Most of my navel gazing has been studio related and posted on the other blog, but what I'm obsessing over right now is much more personal.  Lately, I've been hating my body, mainly because I see the signs of aging, and the negative signs of weight loss. At my age you loose the fat, but not the skin.  I think I could almost take flight with the "bat wings" I have.  The choices I make are mainly to minimize the appearance of those changes, i.e, long sleeves, long pants, darker colours.  The stores where I shop mainly cater to either larger or older women, and the clothing available often features the longer sleeves and darker colours.  Secondly, the last time I had my hair coloured and cut, both jobs were done poorly.  The poor colour I have to live with for awhile, but I am looking for a new hairdresser, and plan to get it cut again fairly soon.

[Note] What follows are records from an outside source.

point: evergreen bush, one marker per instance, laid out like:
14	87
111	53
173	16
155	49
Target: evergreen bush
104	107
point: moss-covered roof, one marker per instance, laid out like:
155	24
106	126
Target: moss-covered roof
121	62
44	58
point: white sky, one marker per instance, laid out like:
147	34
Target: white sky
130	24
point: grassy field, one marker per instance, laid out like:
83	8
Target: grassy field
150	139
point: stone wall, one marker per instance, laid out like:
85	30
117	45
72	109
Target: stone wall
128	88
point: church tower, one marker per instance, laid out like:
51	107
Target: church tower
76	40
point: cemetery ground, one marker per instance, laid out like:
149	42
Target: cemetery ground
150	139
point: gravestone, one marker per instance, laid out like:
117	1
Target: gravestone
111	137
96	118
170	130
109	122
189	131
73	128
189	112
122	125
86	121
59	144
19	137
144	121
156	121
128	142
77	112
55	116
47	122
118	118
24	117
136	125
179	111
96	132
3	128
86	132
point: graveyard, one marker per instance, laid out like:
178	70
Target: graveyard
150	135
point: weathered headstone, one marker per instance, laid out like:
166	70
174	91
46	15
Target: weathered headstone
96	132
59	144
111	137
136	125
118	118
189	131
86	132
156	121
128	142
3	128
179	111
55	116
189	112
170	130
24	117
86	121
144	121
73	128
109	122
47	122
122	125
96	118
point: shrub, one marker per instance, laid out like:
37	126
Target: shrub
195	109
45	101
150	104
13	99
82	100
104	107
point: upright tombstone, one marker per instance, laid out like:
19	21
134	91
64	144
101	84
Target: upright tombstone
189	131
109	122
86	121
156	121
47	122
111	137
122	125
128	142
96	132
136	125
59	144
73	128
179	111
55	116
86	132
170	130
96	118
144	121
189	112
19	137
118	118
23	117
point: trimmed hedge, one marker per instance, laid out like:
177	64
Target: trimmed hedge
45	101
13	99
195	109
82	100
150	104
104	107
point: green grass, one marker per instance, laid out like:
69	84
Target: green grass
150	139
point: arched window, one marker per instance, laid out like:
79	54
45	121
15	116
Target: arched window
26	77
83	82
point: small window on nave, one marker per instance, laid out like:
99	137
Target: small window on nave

At some point I need to come to terms with the changes I see--they're not going to go away.  The clothes I bought yesterday may be the first steps in accepting who I have become.  Other than the muu-muus I used to wear around the house, I haven't owned a dress or skirt in close to 30 years.  I even wore a dressy pant outfit to Amber's wedding.  It's been years since I wore shorts.  I think I bought a pair the first time I went to Cuba--in 2005.

So, now, I have to actually wear the things I bought.  The shorts will be the easiest.  But, they will look funny with the large, black walking shoes I wear.  Egad!  What am I going to put on my feet? 

I know this is really a "tempest in a teapot", and not something most people worry about.  But I have wept over this issue over the last few months, and this first step will be the hardest.